“Mas Jesús, habiendo otra vez clamado a gran voz, entregó el espíritu, y he aquí, el velo del templo se rasgó en dos, de arriba abajo; y la tierra tembló, y la rocas se partieron; y se abrieron los sepulcros, y muchos cuerpos de santos que habían dormida, se levantaron; y saliendo de los sepulcros, después de la resurrección de él, vinieron a la santa ciudad, y aparecieron a muchos” (Mateo 27:50-53).
En conexión con la muerte de Cristo, tres cosas ocurrieron: se rasgó el velo del templo, hubo un gran terremoto que sacudió la tierra, y resucitaron algunos santos que habían muerto, y aparecieron en la ciudad. Estos potentes actos de Dios nos explican el significado de la muerte de Cristo. El velo del templo que impedía acceso al Lugar Santísimo del templo en Jerusalén se rasgó en dos, simbolizando que la muerte de Cristo consiguió libre acceso a la presencia de Dios para todo creyente. Santos resucitaron después de la resurrección de Cristo. Esto es mencionado aquí porque es uno de los resultados directos de la muerte de Cristo. Debido a su resurrección, nosotros también vamos a resucitar; su muerte nos da vida eterna. Y la tercera cosa que ocurrió simboliza el gran juicio: Se abrió la tierra y se partieron las rocas. La muerte de Cristo fue el juicio de Dios sobre el pecado. Cristo fue enjuiciado en nuestro lugar. Ya no vamos a ser juzgados y castigados por nuestro pecado porque Cristo llevó nuestro castigo sobre sí mismo en el madero. Estas tres cosas también tienen su significado por los que no son de Cristo. Van a sufrir la terrible ira de Dios sobre ellos, el juicio, la condenación, la exclusión de la presencia de Dios y la muerte eterna, todo lo que no va a sufrir el creyente debido a la muerte de Jesús en su lugar.
Hubo un poder en esta sangre tan fuerte que nosotros no podemos empezar a medirlo. Su muerte es poder de resurrección. La sangre que fue derramada pone al revés el orden de la naturaleza. ¡Rompe el ciclo de “vida y muerte” y lo cambia en “vida, muerte y vida eterna”! Ya no hay muerte y corrupción, sino que el velo que separaba de Dios está corrido para que la muerte del creyente dé lugar a su misma presencia en el Cielo.

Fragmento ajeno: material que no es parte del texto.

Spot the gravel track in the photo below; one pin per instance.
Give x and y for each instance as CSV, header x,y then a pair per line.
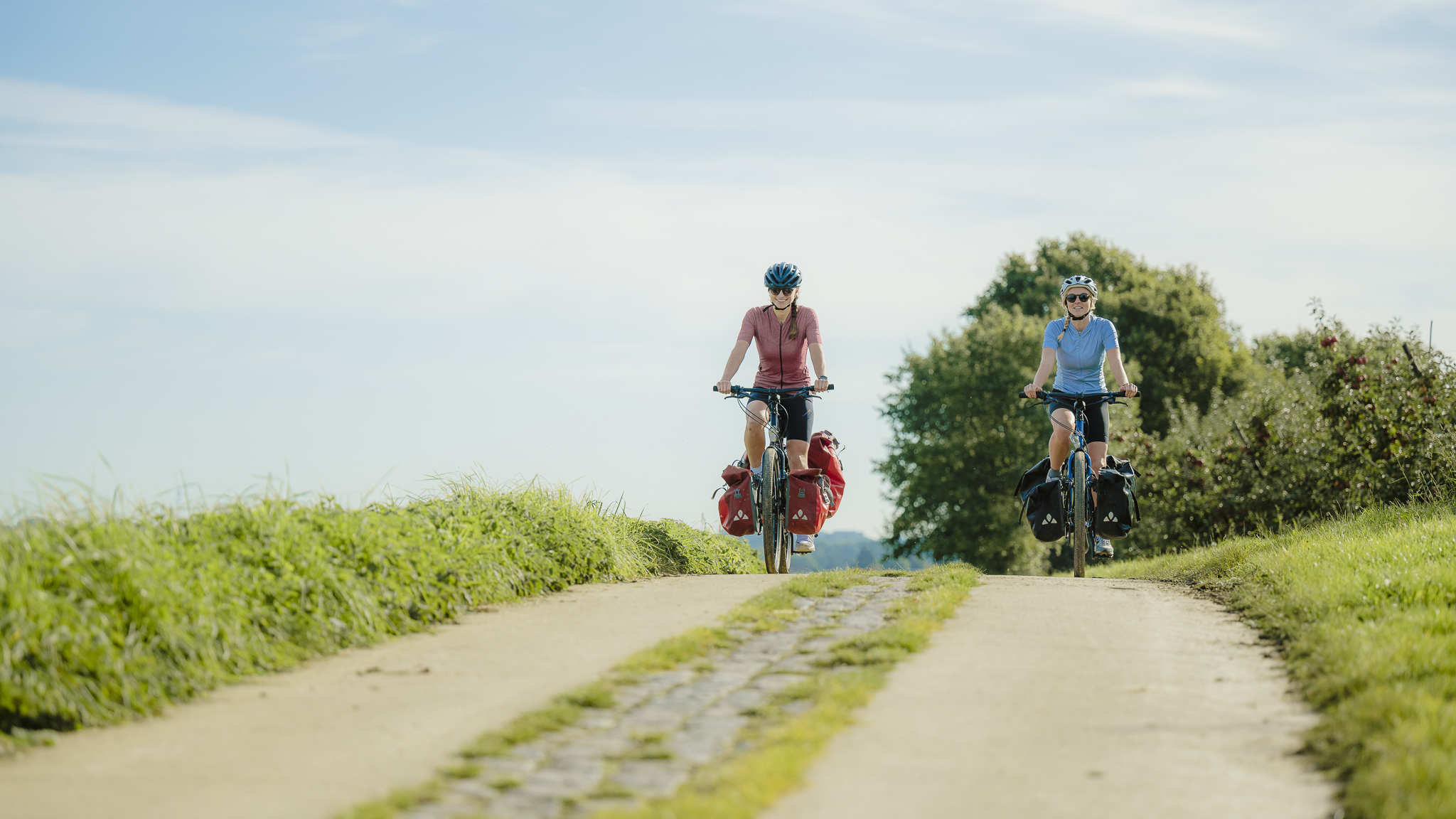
x,y
692,716
1076,698
353,726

Cuando nosotros confesamos nuestros pecados reclamando el perdón “por la sangre de Cristo”, el poder de Dios actúa para limpiarnos de toda maldad y darnos nueva vida. Cuando confesamos los pecados de otros como nuestros, intercediendo por ellos, identificándonos con ellos como parte de la misma familia o iglesia o pueblo, el poder de Dios se desata para perdonar y dar vida: “La sangre de Jesucristo su Hijo nos limpia de todo pecado. Si decimos que no tenemos pecado, nos engañamos a nosotros mismos, y la verdad no está en nosotros. Si confesamos nuestros pecados, él es fiel y justo para perdonar nuestros pecados, y limpiarnos de toda maldad” (1 Juan 1: 7-9). Hay poder en la sangre, poder para partir corazones de piedra y resucitar de la muerte a personas muertas en delitos y pecados. Reclama la sangre por ellos. Confiesa su pecado como el tuyo y pide perdón por los dos, o por todo el colectivo. “Yo y la casa de mi padre hemos pecado” (Neh. 1:6) fue la poderosa oración intercesora de Nehemías que movió el corazón de Dios para resucitar los muros derribados de Jerusalén y dar vida a sus habitantes. Jesús “derramó su vida hasta la muerte, fue contado con los pecadores, habiendo él llevado el pecado de muchos, y orado por los transgresores” (Is. 53:12). ¡Cuéntate con los pecadores! ¡No eres mejor! Confiesa sus pecados como si fueran tuyos, y la sangre de Cristo conseguirá el milagro del perdón y vida de resurrección para los por los cuales tú intercedes. ¡Hay poder en la Sangre!